Announcing their partnership in December 2019, General Motors (GM) and LG Energy Solutions established Ultium Cells LLC with a mission to “ensure excellence of Battery Cell Manufacturing through implementation of best practices from each company to contribute [to the] expansion of a Zero Emission propulsion on a global scale.”
Who is Li-Cycle?
Founded in 2016, Li-Cycle leverages innovative solutions to address emerging and urgent challenges around the world.
As the use of Lithium-ion rechargeable batteries in automotive, industrial energy storage, and consumer electronic applications rises, Li-Cycle believes that “the world needs improved technology and supply chain innovations to better recycle these batteries, while also meeting the rapidly growing demand for critical and scarce battery-grade materials.”
Why are Ultium Cells LLC and Li-Cycle join forces?
By joining forces to expand the recycling of scrap materials in battery cell manufacturing in North America, the new recycling process will allow Ultium Cells LLC to recycle cobalt, nickel, lithium, graphite, copper, manganese and aluminum.
“95% of these materials can be used in the production of new batteries or for adjacent industries,” says GM, who explains that the new hydrometallurgical process emits 30% less greenhouse gases (GHGs) than traditional processes, minimising the environmental impact. Use of this process will begin later in the year (2021).
"Our combined efforts with Ultium Cells will be instrumental in redirecting battery manufacturing scrap from landfills and returning a substantial amount of valuable battery-grade materials back into the battery supply chain. This partnership is a critical step forward in advancing our proven lithium-ion resource recovery technology as a more sustainable alternative to mining, " said Ajay Kochhar, President, CEO and co-founder of Li-Cycle.

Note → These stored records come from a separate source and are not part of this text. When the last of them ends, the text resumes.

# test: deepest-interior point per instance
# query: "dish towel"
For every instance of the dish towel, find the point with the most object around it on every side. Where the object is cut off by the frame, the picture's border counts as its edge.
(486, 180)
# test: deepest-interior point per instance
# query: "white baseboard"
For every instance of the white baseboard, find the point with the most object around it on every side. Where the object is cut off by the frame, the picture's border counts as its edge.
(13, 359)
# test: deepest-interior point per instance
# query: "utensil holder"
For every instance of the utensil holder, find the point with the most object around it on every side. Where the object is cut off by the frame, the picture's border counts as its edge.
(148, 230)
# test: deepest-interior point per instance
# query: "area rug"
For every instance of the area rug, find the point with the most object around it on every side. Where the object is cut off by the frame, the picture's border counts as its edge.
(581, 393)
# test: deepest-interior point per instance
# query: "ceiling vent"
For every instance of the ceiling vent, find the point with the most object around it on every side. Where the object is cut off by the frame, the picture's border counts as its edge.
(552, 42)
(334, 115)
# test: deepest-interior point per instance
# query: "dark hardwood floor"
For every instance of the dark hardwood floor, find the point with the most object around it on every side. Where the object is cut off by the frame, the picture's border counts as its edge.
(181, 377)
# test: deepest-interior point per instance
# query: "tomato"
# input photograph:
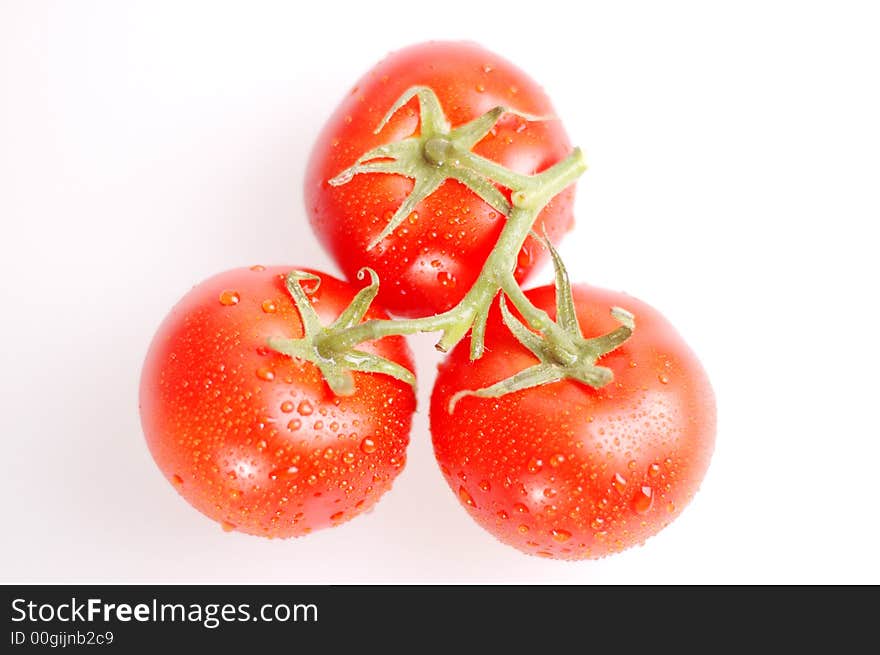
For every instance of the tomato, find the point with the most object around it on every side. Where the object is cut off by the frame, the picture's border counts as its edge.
(255, 439)
(433, 258)
(567, 471)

"GM's zero-waste initiative aims to divert more than 90% of its manufacturing waste from landfills and incineration globally by 2025. Now, we're going to work closely with Ultium Cells and Li-Cycle to help the industry get even better use out of the materials,” added Ken Morris, Vice President of Electric and Autonomous Vehicles, GM.
Since 2013, GM has recycled or reused 100% of the battery packs it has received from customers, with most current GM EVs repaired with refurbished packs.
"We strive to make more with less waste and energy expended. This is a crucial step in improving the sustainability of our components and manufacturing processes,” concluded Thomas Gallagher, Chief Operating Officer, Ultium Cells LLC.